El .cat como modelo para el mundo
El dominio .cat no solo marcó un antes y un después para el catalán. También abrió una puerta para otras comunidades lingüísticas.
Nuevos dominios inspirados en el .cat
- .gal (gallego)
- .eus (vasco)
Esto consolidó un nuevo concepto: los dominios geolingüísticos.
No pensados por países, sino por comunidades.
Hoy en día, el .cat sigue siendo un referente internacional en este ámbito. Un ejemplo de cómo Internet puede adaptarse a la diversidad cultural del mundo.
Mucho más que un dominio
Aquí es donde mucha gente no llega… y donde el .cat marca la diferencia.
Registrar un dominio .cat no es solo tener una página web. Es formar parte de un ecosistema digital en catalán.
Un modelo que reinvierte en la comunidad
Los ingresos generados por el .cat se reinvierten en proyectos que impulsan la lengua en Internet, gestionados por la entidad hoy conocida como Accent Obert.
¿En qué se trabaja?
- Derechos digitales
- Creación de contenido
- Herramientas tecnológicas
- Infraestructura digital
Proyectos destacados
- Dotació: herramientas digitales para centros educativos
- Llista: mapa de creadores en catalán
- Premis CRIT: reconocimiento al talento digital
- Galàxia: más de 250 herramientas en catalán
- Casa de la Creació Digital
- Xarxa de monitoratge del català online
Herramientas útiles (y gratuitas)
- Ja.cat (acortador)
- Va.cat (archivos)
- Jo.cat (identidad digital)
- Ssl.cat (seguridad web)
Todo esto crea un ecosistema vivo. Y en constante evolución.
De puntCAT a Accent Obert
Junio de 2025 marca una nueva etapa: la Fundación puntCAT se convierte en Accent Obert.
No es solo un cambio de nombre. Es un cambio de enfoque.
Una nueva manera de hacer
Más abierta, más colaborativa, más adaptada al presente.
Como dice su presidente, Genís Roca:
“Veinte años después, el .cat no es solo un dominio, es la voz digital de nuestra comunidad.”

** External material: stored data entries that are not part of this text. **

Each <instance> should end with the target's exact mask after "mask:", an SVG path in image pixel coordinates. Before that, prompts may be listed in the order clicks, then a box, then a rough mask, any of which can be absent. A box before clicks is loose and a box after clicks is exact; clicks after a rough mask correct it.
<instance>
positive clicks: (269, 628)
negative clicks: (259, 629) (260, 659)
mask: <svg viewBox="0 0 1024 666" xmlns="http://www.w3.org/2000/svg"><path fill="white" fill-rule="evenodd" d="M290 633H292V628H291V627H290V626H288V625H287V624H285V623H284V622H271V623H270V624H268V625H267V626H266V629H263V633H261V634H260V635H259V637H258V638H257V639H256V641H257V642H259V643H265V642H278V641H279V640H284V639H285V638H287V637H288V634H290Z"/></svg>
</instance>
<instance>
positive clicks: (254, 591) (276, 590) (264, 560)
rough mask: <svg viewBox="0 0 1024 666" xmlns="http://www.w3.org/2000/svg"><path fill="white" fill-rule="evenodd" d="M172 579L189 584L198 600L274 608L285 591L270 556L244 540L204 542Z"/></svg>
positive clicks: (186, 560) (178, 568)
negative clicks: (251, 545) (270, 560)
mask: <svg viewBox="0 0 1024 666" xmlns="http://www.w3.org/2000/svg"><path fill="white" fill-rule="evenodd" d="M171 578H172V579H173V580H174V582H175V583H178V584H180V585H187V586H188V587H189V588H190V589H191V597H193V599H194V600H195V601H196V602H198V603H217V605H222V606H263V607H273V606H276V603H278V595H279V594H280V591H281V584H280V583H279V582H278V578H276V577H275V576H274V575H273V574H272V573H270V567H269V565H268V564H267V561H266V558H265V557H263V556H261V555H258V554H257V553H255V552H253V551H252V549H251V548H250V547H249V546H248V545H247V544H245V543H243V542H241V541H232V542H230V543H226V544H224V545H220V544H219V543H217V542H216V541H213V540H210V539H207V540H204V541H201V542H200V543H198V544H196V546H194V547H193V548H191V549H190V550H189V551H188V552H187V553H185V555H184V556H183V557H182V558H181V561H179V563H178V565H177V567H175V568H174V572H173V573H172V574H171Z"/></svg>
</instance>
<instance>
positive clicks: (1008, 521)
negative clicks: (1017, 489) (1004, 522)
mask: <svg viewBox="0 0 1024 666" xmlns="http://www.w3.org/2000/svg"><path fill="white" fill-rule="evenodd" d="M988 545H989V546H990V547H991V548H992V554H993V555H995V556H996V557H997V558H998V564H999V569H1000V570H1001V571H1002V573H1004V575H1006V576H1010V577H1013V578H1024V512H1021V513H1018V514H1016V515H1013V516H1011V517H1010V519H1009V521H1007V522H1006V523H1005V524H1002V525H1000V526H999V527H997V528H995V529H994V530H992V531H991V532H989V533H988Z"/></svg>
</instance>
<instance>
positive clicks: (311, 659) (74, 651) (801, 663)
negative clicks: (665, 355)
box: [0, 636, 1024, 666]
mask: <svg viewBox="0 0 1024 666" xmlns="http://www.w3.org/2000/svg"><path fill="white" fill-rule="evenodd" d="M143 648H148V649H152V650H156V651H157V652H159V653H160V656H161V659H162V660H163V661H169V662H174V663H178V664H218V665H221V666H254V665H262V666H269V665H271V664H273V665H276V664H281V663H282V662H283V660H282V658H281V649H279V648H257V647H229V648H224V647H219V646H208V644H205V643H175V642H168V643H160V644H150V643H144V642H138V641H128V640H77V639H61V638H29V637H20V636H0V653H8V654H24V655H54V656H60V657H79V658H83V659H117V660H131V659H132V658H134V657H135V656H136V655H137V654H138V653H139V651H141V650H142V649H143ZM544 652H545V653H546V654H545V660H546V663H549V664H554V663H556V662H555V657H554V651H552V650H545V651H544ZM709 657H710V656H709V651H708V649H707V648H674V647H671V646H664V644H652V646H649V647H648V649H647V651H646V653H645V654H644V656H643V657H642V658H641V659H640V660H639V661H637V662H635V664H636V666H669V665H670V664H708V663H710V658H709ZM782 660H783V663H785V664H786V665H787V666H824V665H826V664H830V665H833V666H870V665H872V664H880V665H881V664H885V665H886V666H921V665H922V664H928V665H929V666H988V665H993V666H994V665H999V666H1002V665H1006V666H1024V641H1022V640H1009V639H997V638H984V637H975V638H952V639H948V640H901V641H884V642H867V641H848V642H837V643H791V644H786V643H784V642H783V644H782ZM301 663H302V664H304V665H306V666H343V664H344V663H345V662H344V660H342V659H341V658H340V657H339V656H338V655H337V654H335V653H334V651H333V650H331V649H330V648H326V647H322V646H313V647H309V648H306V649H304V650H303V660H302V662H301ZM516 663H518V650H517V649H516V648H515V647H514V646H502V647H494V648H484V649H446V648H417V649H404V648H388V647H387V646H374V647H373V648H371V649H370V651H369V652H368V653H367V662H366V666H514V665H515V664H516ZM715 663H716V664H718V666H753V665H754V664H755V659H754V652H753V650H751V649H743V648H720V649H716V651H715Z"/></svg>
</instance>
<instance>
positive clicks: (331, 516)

El futuro del .cat en la era de la IA
Y ahora viene la pregunta clave: ¿qué pasa a partir de aquí?
Internet está cambiando. Y muy rápido.
Nuevos retos (y oportunidades)
- Inteligencia artificial
- Nuevos buscadores
- Cambios en el consumo de contenido
En este contexto, el .cat puede jugar un papel clave:
- Defender el multilingüismo
- Asegurar la presencia del catalán en IA
- Participar en la gobernanza digital
Y no es teoría: ya se están impulsando iniciativas para entender cómo los dominios culturales funcionan en entornos de IA.
Mirando atrás… y adelante
20 años después, el .cat es mucho más que un dominio.
Es:
- Un símbolo de identidad
- Una herramienta de cohesión
- Un motor de innovación
Y sobre todo, es la prueba de que Internet también puede ser construido por comunidades.